地方銀行が生き残るために、地域のお客さまに選ばれ必要とされることが前提となりますが、お客さまの生活や事業の中で当たり前のように、自然に中国銀行を使っていただけるような存在を目指していきたいと考えています。

対面営業力を活かしながら、デジタルをいかに活用するか、対面と非対面のベストミックスをこれから模索し続けることになりますが、個人、法人のお客さまそれぞれに合った新しい銀行の姿を実現するために、このデジタル化は積極的に取り入れていく方針です。

持続可能な成長モデルの確立 ~ コスト削減目標 ~

最後、持続可能な成長モデルの確立です。35ページをご覧ください。厳しい収益環境が続く中で、低コスト体質への転換は緊急の課題ですので、コスト削減に向けて全力で取り組んでいきます。定量目標として、この中経機関では税金を除く経費全体で32億円の削減を行ないます。

上のシステム経費については、TSUBASAの無形固定資産の償却、年間14億円、これが2021年度で終了することや、BPR施策に関する投資が一巡することもありまして、3年間で20億円の削減を行ないます。人件費については、BPRの結果として、効率的な体制ができつつあります。
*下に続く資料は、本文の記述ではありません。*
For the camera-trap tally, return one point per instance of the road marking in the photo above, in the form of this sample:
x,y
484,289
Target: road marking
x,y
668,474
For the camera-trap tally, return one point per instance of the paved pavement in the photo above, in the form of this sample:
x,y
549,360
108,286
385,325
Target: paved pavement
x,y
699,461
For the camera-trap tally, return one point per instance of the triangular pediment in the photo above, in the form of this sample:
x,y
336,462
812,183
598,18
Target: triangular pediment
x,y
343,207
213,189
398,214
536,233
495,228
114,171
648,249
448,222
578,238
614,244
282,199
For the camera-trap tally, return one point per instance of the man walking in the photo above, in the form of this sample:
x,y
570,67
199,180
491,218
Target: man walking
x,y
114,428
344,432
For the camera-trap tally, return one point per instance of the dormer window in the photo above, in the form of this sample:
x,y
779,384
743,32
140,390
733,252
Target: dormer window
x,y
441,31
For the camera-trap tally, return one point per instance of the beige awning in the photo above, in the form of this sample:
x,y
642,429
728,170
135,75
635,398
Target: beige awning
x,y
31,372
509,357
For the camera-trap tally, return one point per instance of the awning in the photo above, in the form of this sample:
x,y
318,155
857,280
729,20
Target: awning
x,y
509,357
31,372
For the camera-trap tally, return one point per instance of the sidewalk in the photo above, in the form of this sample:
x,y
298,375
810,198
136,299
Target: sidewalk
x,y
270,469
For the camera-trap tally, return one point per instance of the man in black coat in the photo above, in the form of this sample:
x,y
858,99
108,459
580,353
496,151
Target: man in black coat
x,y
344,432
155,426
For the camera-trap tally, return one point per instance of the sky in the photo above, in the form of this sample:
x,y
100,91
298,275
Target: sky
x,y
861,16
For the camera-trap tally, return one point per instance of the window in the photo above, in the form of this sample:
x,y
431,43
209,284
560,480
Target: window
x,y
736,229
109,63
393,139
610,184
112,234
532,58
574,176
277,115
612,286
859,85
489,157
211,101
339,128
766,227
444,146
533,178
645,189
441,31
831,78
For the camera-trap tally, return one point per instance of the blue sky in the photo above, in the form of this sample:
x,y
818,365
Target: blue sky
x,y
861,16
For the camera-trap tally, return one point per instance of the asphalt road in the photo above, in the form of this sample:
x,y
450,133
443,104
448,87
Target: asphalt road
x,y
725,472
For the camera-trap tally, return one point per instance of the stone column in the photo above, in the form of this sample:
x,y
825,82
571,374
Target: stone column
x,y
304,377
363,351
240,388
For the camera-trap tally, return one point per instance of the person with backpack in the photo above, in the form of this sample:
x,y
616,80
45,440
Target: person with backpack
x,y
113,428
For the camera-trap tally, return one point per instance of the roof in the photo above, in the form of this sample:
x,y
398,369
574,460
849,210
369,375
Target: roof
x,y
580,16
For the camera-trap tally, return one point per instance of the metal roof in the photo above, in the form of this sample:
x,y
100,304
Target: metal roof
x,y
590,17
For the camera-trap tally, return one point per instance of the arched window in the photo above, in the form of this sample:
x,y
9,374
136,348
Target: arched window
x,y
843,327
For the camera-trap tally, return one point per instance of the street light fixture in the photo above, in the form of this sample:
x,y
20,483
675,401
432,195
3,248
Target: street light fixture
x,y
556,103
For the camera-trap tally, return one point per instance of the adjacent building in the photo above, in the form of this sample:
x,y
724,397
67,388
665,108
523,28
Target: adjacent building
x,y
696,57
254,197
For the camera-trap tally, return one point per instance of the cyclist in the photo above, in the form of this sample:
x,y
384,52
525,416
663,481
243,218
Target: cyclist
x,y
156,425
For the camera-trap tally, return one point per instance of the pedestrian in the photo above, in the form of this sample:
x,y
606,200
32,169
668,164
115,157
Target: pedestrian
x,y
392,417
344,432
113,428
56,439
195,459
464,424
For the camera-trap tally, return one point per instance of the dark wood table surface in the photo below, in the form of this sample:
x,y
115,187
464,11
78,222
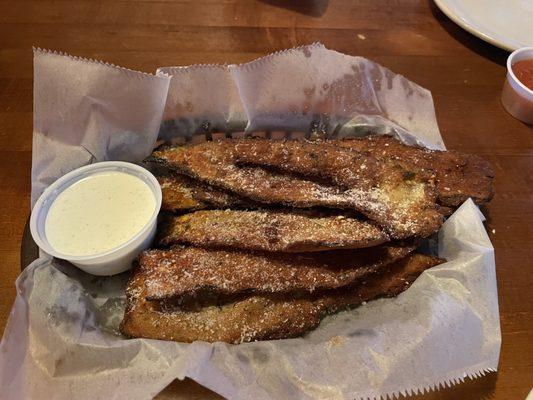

したがって、行員の自然減とそれに伴う人件費減少を想定しています。真ん中のその他の物件費については、現状維持の水準を一応置いていますが、削減の余地は十分にあると考えていますので、中経期間中も絶えず見直しを行なっていきます。

本部運用

36ページをご覧ください。第5の柱のもう1つの取り組みが本部運用です。この中経ではソフト面の強化として、お客さま向けのメニューの拡充を図り、役務、非金融収益の増強を図っていきますが、収益の柱として成長するまでの間は、ストラクチャードファイナンスや非日系融資などの本部貸出金により、収益面のカバーを行なう方針です。

地銀の持続可能なビジネスモデルは、営業エリア内での収益機会の確保および維持のためのコスト構造という2点を早期に確立することが必要であると考えています。この中経ではその取り組みを進めますが、四半期の前半においては、本部貸出部門を柔軟に活用するということで、一定の利益水準を確保する予定です。

本計画のKPI

37ページをご覧ください。最後にこの中経のKPIを記載しています。こちらの表に記載しているように、それぞれのステークホルダーに対して、当行が提供できる価値を新たなKPIとして設定し、達成に向けて全力で取り組んでいきたいと思います。

説明は以上となります。ご清聴ありがとうございました。